Alors nous disent certains, parler des terroristes islamistes et de leurs fournisseurs idéologiques, ce serait leur donner trop d’importance. A suivre ce genre de raisonnement, il eût fallu éviter de parler des fascistes et des nazis… et effectivement à l’époque les gros malins ne manquaient pas qui trouvaient que l’on donnait trop d’importance à ces excités. A toutes ces belles âmes de gauche, attendries par le premier imam venu en qui ils voient un porte-parole des opprimés, posons quelques questions. Supposons qu’un parti français déclare que les Noirs valent la moitié d’un Blanc et qu’ils doivent circuler bien enveloppés et bien encapuchonnés car la couleur de leur peau offense la pudeur commune. Supposons qu’un parti national français s’oppose aux mariages mixtes pour ne pas laisser se diluer la pureté de la race française.  Supposons que le même parti exige que les enseignements de l’horrible Darwin soient abandonnés et que la science est entièrement contenue, disons, dans les évangiles. Un tel parti existe plus ou moins en France, entre les identitaires et les intégristes catholiques de la pire espèce. Mais là, pas de problème, la vigilance antifasciste s’exerce ! Mais si on remplace Noir par femme, chrétien par musulman et évangile par Coran, on a tout simplement la vaste galaxie des associations islamiques, et là nos antifascistes vigilants leur trouvent mille et une vertus ! Ceux qui dessinent des moustaches d’Hitler sur les affiches de Marine Le Pen (ce qui n’a vraiment aucun sens) sont prêts à faire des réunions publiques en compagnie de M. Ramadan qui se pose la question de savoir s’il faut un moratoire sur la lapidation des femmes « adultères ». Les féministes absurdissimes qui tentent d’imposer cette horreur qu’est l’écriture dite « inclusive » pour obtenir l’absolue parité grammaticale du féminin et du masculin, en viennent à défendre le voile, le mariage forcé et l’excision comme des formes honorables de la résistance culturelle des « racisés » face au racisme « post-colonial » !
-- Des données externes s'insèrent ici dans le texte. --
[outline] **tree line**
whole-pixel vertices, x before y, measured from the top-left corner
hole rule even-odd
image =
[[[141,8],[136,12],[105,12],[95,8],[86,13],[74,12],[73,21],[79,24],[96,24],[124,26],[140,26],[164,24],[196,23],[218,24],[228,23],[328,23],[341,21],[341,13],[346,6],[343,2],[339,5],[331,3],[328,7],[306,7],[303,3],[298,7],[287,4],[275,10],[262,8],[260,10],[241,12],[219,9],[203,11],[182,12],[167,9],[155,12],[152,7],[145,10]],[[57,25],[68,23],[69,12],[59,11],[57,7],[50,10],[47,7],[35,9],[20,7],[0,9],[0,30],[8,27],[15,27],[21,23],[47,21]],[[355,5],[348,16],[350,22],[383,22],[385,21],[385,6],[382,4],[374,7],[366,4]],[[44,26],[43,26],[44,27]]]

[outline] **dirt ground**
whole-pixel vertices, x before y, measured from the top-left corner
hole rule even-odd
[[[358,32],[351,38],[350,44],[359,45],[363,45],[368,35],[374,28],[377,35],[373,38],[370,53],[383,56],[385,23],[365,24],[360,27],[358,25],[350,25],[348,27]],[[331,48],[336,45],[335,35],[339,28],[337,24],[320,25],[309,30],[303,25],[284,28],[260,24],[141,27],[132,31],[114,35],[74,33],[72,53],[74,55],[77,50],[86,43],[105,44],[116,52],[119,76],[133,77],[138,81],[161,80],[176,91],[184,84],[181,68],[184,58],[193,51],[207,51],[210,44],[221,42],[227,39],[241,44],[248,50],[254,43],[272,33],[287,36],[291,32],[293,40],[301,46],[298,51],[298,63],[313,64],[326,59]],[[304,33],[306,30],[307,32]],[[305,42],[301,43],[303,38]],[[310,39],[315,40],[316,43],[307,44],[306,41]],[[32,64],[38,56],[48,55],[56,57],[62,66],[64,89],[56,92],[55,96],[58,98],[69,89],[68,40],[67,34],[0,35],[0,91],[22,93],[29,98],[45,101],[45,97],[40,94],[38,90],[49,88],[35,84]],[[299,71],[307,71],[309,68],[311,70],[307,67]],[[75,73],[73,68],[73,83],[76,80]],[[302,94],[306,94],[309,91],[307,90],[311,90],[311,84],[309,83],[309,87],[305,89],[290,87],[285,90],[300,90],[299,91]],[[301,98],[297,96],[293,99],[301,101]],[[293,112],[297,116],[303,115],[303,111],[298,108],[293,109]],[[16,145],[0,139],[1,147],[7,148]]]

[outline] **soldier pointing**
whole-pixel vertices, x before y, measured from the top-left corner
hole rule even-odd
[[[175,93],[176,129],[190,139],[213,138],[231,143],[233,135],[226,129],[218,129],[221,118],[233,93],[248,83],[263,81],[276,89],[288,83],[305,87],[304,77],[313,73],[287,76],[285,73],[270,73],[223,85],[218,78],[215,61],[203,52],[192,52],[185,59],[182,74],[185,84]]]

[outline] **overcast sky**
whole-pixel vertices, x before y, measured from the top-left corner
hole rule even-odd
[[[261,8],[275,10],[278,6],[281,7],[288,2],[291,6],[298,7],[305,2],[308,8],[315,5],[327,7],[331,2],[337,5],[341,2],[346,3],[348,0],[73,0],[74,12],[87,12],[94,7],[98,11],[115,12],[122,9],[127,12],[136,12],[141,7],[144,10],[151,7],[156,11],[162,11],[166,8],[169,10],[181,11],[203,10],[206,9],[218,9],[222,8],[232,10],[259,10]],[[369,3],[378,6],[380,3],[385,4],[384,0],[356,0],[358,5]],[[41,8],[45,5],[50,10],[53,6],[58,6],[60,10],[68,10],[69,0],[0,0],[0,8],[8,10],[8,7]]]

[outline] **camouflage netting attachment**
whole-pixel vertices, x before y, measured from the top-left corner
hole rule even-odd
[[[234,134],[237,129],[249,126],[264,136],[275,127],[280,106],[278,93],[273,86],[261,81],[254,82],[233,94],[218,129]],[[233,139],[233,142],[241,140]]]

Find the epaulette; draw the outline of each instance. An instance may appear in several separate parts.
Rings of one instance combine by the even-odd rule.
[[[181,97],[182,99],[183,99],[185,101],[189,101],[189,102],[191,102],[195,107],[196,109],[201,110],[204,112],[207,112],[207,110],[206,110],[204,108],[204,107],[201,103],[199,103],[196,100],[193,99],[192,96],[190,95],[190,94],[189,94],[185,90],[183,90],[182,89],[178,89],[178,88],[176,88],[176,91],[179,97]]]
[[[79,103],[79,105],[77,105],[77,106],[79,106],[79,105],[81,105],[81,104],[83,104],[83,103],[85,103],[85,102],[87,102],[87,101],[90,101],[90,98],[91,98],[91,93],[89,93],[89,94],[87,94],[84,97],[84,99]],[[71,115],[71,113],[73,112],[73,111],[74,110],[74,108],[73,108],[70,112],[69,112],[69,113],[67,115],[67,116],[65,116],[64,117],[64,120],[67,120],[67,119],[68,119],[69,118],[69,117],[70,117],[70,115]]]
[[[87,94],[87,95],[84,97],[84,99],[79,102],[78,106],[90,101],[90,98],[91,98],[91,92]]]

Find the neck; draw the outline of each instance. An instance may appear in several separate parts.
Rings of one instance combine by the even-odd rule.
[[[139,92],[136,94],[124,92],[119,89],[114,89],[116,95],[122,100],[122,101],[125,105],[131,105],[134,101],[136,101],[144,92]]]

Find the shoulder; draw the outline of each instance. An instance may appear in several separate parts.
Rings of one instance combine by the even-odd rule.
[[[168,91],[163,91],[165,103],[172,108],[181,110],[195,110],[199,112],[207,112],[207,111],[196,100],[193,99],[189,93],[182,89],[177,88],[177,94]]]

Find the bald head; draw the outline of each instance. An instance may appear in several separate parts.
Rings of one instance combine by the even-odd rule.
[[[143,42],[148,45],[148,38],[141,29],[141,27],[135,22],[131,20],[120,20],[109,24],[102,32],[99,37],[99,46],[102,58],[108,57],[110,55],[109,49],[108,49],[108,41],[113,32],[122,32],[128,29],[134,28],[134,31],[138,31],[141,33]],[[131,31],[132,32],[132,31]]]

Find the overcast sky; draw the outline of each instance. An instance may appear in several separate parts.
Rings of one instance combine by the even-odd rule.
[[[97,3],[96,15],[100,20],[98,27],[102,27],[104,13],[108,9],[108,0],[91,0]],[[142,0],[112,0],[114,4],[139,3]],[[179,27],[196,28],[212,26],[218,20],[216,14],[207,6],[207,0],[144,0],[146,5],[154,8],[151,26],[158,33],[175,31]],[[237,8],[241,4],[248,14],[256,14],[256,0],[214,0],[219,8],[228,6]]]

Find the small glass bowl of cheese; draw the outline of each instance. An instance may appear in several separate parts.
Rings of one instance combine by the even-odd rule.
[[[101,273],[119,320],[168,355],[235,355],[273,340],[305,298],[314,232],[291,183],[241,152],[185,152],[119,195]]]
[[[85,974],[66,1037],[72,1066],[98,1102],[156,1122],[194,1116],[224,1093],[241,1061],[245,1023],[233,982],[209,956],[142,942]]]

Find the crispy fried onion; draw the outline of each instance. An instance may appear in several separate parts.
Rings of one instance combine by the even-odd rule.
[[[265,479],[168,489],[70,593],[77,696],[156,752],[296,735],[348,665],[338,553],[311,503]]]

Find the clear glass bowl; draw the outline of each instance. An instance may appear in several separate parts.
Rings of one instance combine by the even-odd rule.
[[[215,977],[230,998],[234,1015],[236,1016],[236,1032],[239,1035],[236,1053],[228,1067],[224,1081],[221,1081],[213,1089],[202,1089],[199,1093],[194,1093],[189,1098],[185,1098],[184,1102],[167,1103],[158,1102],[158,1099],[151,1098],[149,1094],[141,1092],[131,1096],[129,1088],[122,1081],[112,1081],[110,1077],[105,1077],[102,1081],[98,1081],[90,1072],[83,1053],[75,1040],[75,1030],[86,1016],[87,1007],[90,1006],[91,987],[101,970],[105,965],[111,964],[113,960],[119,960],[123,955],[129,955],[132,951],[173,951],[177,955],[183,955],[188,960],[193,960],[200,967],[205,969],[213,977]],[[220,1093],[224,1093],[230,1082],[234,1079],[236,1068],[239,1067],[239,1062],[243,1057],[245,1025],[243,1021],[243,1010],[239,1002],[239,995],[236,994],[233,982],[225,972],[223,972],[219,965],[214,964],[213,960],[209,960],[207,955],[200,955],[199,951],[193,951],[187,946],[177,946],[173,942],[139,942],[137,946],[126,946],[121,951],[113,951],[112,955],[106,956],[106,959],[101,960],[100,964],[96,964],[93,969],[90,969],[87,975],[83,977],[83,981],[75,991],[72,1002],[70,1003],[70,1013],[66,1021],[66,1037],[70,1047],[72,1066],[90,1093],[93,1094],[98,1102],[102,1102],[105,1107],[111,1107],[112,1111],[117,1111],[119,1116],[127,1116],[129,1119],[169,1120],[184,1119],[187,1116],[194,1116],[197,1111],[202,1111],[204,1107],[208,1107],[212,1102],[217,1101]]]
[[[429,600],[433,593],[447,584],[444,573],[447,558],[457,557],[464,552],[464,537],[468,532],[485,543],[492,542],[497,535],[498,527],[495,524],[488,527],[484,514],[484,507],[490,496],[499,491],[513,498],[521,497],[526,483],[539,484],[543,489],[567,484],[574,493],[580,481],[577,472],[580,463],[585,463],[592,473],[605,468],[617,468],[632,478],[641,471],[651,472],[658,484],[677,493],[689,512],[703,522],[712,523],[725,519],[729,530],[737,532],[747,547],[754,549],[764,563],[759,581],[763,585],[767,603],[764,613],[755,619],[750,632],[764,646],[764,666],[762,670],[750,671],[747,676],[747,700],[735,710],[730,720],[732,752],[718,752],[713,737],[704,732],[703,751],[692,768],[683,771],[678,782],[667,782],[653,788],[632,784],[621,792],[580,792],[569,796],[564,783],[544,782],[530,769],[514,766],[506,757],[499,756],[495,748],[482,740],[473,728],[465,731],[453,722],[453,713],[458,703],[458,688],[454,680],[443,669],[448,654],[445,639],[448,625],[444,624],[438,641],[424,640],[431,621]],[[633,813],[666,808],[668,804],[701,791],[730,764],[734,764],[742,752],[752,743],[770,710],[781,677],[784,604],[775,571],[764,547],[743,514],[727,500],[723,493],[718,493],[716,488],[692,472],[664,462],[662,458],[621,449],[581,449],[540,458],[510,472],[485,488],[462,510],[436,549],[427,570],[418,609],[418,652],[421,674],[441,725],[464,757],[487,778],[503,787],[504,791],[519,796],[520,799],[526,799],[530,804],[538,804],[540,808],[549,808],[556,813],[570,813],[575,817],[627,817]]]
Il faut dire clairement que la stratégie théologico-politique de l’islam est le terreau du djihadisme et qu’elle représente un danger majeur pour ceux qui croient encore à la valeur des idéaux de liberté, d’égalité et de fraternité. Et si l’islam veut trouver une place dans les sociétés libérales pluralistes qui sont les nôtres, il ne le pourra que par une réforme profonde qui lui fasse reconnaître la valeur de la liberté des individus, la suprématie des lois républicaines et le pouvoir de la raison.